Day 46: Fighting Time? March 20, 1861

Many things have been picking up, ever since Nelson said that they are being moved to Tennessee. That means something is going on, I hope not another battle. Oh no! not another battle....if they're being recruited there then that means.....they will be fighting! Oh no! Oh no! so many thoughts just went through my head. No, that nightmare is gonna come true, not this cant be happening! Im gonna be worried at all times till they come home, ah! Poppa came in this morning and told me that President Lincoln-- impatient with General McClellan's inactivity -- issued an order reorganizing the Army of Virginia and relieving McClellan of supreme command. McClellan was given command of the Army of the Potomac, and ordered to attack Richmond. This marked the beginning of the Peninsular Campaign. General ended up losing his command. There was a little battle, but no one got hurt or anything so everything was ok. I hope everything turns out all right and that President Lincoln replaces him quick.

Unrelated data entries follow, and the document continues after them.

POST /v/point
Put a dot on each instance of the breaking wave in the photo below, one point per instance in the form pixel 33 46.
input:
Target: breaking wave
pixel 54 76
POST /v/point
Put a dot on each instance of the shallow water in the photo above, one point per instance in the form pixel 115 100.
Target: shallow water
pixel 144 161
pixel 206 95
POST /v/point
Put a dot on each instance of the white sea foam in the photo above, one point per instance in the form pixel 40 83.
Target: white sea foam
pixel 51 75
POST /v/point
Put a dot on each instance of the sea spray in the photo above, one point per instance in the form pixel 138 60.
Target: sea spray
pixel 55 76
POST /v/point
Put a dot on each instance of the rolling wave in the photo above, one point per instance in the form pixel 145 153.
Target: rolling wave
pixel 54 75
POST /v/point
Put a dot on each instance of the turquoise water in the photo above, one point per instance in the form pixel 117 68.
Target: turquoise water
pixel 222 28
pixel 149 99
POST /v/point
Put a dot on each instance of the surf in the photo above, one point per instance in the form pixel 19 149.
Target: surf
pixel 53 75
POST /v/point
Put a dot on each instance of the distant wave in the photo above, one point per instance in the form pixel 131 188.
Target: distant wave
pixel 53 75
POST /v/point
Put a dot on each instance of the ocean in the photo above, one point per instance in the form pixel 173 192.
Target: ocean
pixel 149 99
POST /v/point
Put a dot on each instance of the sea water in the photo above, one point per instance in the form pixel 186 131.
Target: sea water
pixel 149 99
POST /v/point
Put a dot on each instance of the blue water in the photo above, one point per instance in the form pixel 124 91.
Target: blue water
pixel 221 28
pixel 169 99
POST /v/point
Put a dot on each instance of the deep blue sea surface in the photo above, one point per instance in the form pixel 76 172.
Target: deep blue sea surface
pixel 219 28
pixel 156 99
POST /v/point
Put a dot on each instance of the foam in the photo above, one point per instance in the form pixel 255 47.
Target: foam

Day 45: 3 Months March 10, 1862

I finally received a letter from the boys the other day and things to keep taking a turn.
Dear Family,
Sorry we havent written back in a couple of months, the camp has been puttin us back to good conditions and we have just been busy and the boys and I havent been able to sit down and write a letter. Everythin is doing alright, but all the boys agree that they miss home and that they wished the holidays didnt end. We love you Momma and Poppa and we are so glad we were able to come home and see you guys. Some of the Generals say that we can come home permanetly in a couple of months. Most likely sometime in June or July as long as nothing bad goes bad and something comes up. General said that they are gonna go out and collect new people to train and such, weve been here long enough. They are recruiting us out to Tennessee so we will not be able to write for awhile. So that means Beth, do not respond to this because we will not get it. I hope everythin is well back home, its almost time to start the tobacco plantin right? well good luck wish we could help. Hope everythin is doing alright, love you all.
Nelson

It makes me sad that I can not respond back, but its good that I have finally heard from them.
~Beth

5/18/2011

Day 44: Almost a Year March 2, 1862

In a couple of months, it will mark a year since they came and recruited my brothers to start their training and a year since I started writing all of this. Hopefully a year will be a enough, and the boys will be home permanently. Lets just hope, I wish I could get a letter its been quite some months since I got one. I really hope everything is ok and that they are doing alright since I havent heard from them. Hopefully Momma will let me respond immediately when I receive the letter and they will get it. The snow is starting to melt away and its almost time to start to turn the soil to prepare the process of the tobacco growing. I hope Poppa will let me help, I am 12 and I am fully am a loud to help out. Since we are short slaves, I think Poppa will let me and plus its good to know in the future just in case in my husband does this stuff. But thats way in the future, we dont have to worry about that right now. Staying positive these days and just keeping my head held up high and I know we will make it.